Friday, December 17, 2010

Lighthouse Lasagna

This delicious dinner started making its way around an online mom's group I frequent, and I added it to my menu as soon as I saw it. This faux lasagna might not be the best weekday meal due to the simmering and baking time, but it's perfect if you can prep it ahead of time or wait until the weekend. It's easy and delicious, and it feeds an army - it fed my family of four plus gave me lunch for a couple of days.


Lighthouse Lasagna
  • 1 pound ground meat
  • 1 small can tomato paste
  • 1 (8-ounce) can tomato sauce
  • 1 teaspoon sugar
  • Coarse salt
  • 12 ounces egg noodles
  • 1 tablespoon unsalted butter
  • 1 1/2 cup sour cream
  • 5 ounces cream cheese, at room temperature
  • 1 bunch scallions, finely chopped
  • 8 ounces shredded mozzarella cheese

Heat the oven to 350 degrees.

Sauté the meat until lightly browned in a large skillet over medium heat, breaking it up as it cooks.
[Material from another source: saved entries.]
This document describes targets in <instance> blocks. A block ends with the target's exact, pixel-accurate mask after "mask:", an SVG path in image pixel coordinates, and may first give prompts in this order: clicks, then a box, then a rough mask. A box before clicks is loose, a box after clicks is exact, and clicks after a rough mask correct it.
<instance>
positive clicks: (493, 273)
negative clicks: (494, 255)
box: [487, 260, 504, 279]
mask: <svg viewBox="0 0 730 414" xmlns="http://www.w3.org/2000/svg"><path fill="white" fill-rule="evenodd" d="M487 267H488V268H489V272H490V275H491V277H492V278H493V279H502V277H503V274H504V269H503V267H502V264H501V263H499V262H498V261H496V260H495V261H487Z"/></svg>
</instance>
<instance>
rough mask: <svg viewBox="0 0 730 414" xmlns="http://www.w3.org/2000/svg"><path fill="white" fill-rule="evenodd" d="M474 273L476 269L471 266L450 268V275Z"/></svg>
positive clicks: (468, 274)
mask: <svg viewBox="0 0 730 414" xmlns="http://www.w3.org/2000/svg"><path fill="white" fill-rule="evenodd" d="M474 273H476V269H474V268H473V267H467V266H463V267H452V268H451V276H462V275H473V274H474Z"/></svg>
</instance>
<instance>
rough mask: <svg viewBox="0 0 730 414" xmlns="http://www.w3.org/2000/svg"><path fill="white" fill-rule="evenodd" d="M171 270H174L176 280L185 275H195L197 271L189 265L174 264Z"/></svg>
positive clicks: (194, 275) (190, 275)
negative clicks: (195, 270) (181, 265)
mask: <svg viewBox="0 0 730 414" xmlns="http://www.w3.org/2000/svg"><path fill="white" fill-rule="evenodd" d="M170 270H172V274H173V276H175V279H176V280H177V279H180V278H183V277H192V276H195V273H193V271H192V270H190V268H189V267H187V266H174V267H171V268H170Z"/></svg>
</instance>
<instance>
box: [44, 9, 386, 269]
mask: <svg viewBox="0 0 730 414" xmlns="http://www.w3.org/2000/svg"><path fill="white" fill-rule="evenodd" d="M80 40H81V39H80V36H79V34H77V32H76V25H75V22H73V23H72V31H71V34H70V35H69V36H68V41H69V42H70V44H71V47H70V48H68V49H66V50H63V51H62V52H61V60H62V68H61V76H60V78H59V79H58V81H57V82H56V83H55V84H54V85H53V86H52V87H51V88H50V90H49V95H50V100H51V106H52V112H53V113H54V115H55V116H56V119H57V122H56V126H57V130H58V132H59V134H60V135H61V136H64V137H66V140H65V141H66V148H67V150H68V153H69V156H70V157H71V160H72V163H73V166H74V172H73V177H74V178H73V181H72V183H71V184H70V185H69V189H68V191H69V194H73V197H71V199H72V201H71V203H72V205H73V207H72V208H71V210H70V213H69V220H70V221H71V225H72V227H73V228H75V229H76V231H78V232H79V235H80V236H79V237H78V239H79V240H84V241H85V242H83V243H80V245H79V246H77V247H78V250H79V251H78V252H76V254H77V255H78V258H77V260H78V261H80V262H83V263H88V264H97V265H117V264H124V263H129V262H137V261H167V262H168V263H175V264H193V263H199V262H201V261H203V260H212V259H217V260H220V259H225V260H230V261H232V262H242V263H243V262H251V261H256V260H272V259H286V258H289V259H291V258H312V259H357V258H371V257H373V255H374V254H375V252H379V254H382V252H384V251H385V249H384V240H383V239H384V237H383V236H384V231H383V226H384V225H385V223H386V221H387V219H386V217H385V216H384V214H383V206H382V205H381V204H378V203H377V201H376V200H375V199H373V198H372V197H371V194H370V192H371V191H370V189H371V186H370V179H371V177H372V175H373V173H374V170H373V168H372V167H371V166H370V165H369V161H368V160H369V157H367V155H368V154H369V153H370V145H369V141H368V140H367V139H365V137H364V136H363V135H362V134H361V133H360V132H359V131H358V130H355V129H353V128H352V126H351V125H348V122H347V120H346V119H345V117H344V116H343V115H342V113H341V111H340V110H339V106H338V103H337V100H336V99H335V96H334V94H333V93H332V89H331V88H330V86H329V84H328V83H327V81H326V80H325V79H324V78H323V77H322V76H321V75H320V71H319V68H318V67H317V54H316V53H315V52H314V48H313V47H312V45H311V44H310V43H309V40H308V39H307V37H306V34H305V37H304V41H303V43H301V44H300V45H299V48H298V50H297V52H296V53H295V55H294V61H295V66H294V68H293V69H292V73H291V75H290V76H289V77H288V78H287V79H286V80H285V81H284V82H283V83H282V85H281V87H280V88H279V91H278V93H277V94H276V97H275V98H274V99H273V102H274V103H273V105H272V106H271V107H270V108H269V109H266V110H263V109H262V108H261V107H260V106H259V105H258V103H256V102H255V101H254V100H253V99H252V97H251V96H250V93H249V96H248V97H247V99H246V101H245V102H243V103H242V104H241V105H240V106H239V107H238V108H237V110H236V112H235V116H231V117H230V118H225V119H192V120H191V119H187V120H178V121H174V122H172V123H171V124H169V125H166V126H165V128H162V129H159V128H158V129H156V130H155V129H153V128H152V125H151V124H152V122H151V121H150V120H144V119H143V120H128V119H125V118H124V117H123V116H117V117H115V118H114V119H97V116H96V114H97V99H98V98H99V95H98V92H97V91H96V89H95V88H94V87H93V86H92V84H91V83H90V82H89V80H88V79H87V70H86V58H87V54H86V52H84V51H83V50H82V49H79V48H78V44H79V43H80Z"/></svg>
Add the tomato paste, tomato sauce, and sugar. (Next time I will add salt too) Fill the tomato paste can with water and stir it in. Simmer, covered, for 15 to 20 minutes.

Fill a large pot with water, salt it, and bring it to a boil. Add the egg
noodles and cook them until tender. Drain the noodles, then return them to the pot. Stir in the butter.

Mix the sour cream, cream cheese, and scallions in a small ­bowl. Make two layers of the ingredients in a large casserole dish, as follows: Spread a little sauce over the bottom of the dish, top with a layer of noodles, then spread half of the sour cream mixture and half of the meat sauce. Repeat these steps. Top the lasagna with the sliced cheddar.

Bake for 45 to 50 minutes (I only baked it for 30 mins), until the lasagna mixture is bubbly and the cheese is lightly browned.